Today when we misinterpret Scripture or assert knowledge of God or his will that the Bible doesn’t teach, repercussions can be serious. A few years ago, I had the chance to witness to a young man who left the faith years earlier. He was a strip club bouncer. Knowing that I was a pastor, he asked me a number of Bible questions. My answers shocked him, because I was able to show him that the Bible didn’t teach much of the well-intentioned legalism that he grew up with. No fancy interpretations were necessary. No in-depth analysis was needed. Only the most well accepted, but neglected, principles of biblical interpretation.
What Does It Mean to Preach with Biblical Authority?
Preaching with biblical authority means that our sermons accurately proclaim and apply the timeless theological message of their biblical preaching texts. It has little to do with whether the sermon is verse-by-verse, topical, or otherwise. It is often called “expository preaching” or “biblical preaching.” The benefit of preaching with biblical authority is significant: it renders our message God’s message.
Preaching with biblical authority is rooted in the historic Christian belief that God is so different than us that the only reliable way to have knowledge of God or his will is through Scripture. Applied to the sermon, it’s the idea that unless the message we preach and the applications we give derive from the message of our preaching text(s), there is a good chance we’ve misrepresented God.
Preaching and Hermeneutics
Preaching with biblical authority has one fundamental problem: it requires preachers. That’s you and me. Keith Mathison once observed that no one “asserts that a Bible can enter a pulpit and preach itself.
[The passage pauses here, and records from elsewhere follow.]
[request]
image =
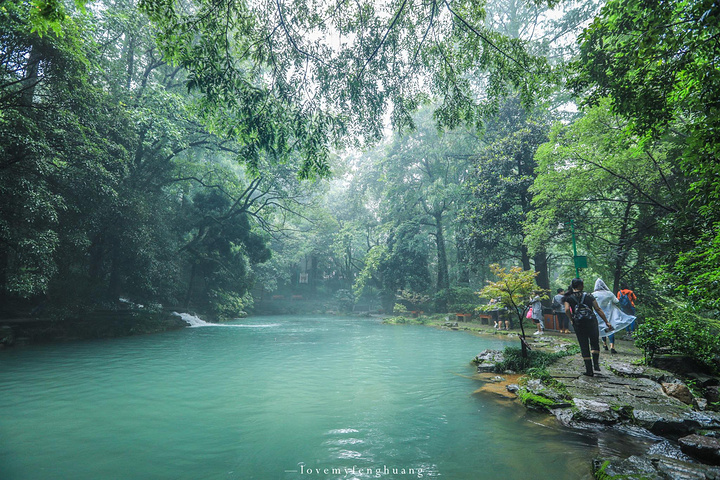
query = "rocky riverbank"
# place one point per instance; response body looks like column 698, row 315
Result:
column 679, row 410
column 93, row 325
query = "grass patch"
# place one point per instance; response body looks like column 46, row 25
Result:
column 536, row 359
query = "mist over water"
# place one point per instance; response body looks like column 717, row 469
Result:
column 283, row 397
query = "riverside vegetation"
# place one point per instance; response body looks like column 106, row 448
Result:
column 678, row 404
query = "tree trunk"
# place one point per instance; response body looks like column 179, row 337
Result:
column 114, row 285
column 462, row 263
column 443, row 280
column 622, row 253
column 525, row 257
column 97, row 254
column 31, row 77
column 542, row 279
column 188, row 293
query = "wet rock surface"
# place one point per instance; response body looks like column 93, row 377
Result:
column 649, row 401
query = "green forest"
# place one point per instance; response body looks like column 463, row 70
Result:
column 231, row 157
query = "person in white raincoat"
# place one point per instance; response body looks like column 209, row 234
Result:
column 611, row 307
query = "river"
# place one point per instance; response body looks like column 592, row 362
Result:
column 282, row 397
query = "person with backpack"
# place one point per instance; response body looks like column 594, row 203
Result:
column 627, row 299
column 581, row 308
column 536, row 313
column 611, row 308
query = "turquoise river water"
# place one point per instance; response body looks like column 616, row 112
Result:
column 282, row 397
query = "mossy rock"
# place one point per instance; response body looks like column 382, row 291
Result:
column 539, row 402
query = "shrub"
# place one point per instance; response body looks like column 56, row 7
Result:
column 344, row 300
column 534, row 362
column 682, row 332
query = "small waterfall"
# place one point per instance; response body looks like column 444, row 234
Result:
column 192, row 320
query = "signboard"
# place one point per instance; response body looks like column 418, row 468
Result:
column 580, row 261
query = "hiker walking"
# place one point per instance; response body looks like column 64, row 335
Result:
column 627, row 299
column 581, row 307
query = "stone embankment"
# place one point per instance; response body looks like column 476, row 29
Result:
column 679, row 410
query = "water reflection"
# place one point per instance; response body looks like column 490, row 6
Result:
column 262, row 403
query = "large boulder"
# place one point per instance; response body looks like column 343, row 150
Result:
column 704, row 448
column 679, row 391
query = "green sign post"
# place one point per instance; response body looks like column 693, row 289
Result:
column 579, row 260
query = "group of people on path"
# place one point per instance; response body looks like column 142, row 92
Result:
column 597, row 315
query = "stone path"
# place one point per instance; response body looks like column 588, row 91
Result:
column 633, row 396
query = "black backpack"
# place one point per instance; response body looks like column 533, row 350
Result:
column 583, row 313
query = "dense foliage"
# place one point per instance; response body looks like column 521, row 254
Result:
column 161, row 161
column 680, row 332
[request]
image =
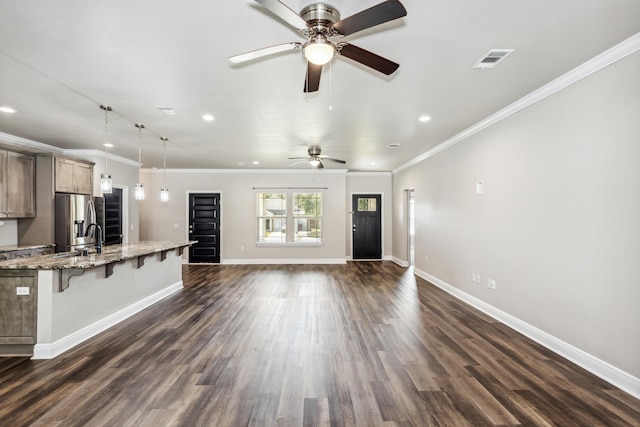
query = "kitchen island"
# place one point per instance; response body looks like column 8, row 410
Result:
column 51, row 303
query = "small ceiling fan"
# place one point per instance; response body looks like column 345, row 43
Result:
column 320, row 23
column 315, row 158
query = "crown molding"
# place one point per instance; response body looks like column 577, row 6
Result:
column 99, row 153
column 250, row 171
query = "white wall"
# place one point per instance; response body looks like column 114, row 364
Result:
column 558, row 225
column 168, row 221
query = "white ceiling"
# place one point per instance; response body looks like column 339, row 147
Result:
column 59, row 60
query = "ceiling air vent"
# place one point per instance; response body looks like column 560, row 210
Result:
column 492, row 58
column 169, row 111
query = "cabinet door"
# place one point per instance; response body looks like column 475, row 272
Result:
column 83, row 178
column 64, row 175
column 21, row 169
column 18, row 312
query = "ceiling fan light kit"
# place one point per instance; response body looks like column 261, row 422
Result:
column 319, row 50
column 315, row 158
column 319, row 23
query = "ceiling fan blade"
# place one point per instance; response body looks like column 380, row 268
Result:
column 299, row 161
column 369, row 59
column 283, row 12
column 376, row 15
column 312, row 79
column 255, row 54
column 333, row 160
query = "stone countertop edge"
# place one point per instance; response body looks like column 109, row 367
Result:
column 110, row 254
column 13, row 248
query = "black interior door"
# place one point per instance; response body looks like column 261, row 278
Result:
column 204, row 226
column 367, row 226
column 113, row 217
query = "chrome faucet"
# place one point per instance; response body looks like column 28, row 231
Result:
column 98, row 236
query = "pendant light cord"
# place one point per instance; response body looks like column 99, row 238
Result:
column 164, row 159
column 106, row 109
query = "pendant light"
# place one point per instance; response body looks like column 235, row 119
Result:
column 106, row 183
column 164, row 191
column 139, row 191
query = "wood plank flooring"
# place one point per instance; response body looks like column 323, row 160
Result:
column 362, row 344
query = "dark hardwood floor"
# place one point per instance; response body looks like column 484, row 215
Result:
column 366, row 344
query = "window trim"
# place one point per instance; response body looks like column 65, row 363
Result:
column 290, row 217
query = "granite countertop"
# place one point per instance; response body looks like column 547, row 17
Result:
column 13, row 248
column 110, row 254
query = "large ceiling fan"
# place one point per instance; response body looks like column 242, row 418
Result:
column 315, row 158
column 320, row 23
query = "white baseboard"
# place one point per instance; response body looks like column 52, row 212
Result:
column 49, row 351
column 284, row 261
column 613, row 375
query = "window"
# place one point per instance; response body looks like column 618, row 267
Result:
column 289, row 218
column 272, row 217
column 307, row 217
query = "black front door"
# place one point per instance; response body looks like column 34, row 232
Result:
column 204, row 226
column 367, row 226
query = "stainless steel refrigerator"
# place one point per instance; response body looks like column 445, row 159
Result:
column 74, row 214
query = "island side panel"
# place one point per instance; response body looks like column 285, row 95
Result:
column 93, row 302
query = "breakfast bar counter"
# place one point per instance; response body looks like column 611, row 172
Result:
column 53, row 302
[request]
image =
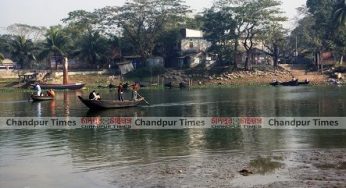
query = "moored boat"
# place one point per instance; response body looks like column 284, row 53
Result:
column 109, row 104
column 41, row 98
column 72, row 86
column 289, row 83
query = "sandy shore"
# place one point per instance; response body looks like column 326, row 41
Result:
column 301, row 168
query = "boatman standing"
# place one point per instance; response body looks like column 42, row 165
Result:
column 38, row 89
column 135, row 87
column 120, row 92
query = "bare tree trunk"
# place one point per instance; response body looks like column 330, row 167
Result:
column 65, row 71
column 235, row 54
column 341, row 60
column 247, row 60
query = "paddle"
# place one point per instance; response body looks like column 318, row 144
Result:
column 143, row 99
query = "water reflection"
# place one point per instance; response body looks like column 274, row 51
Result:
column 265, row 165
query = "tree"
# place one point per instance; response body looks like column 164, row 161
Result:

No one asserts that a Bible can read itself. Scripture cannot be interpreted or preached apart from some human agency.”[1] Since preaching with biblical authority is an activity more than a belief, it requires more than a theoretical commitment. It must be put into practice. Despite his profound admiration for us preachers, Haddon Robinson admits that preaching with biblical authority “has suffered severely in the pulpits of those claiming to be its friends.”[2]
To preach with biblical authority we must use sound hermeneutics. Hermeneutics is the thoughtful process of discovering what a biblical text was designed to teach those it was originally written to so that we can faithfully apply it to our lives today. It recognizes that careful thought is necessary to interpret and apply the Bible. Hermeneutics is necessary to overcome the temptation to too hastily equate our thoughts with God’s thoughts. When we preach without giving much thought to hermeneutics, we relegate the Bible to the status of a tool, a tool for us preachers to carry out our agenda—which always seems noble to us.
[1]Keith A. Mathison, The Shape of Sola Scriptura (Moscow, ID: Canon, 2001), 259.
[2]Haddon Robinson, Biblical Preaching: The Development and Delivery of Expository Messages, 2nd ed. (Grand Rapids, MI: Baker, 2001), 21.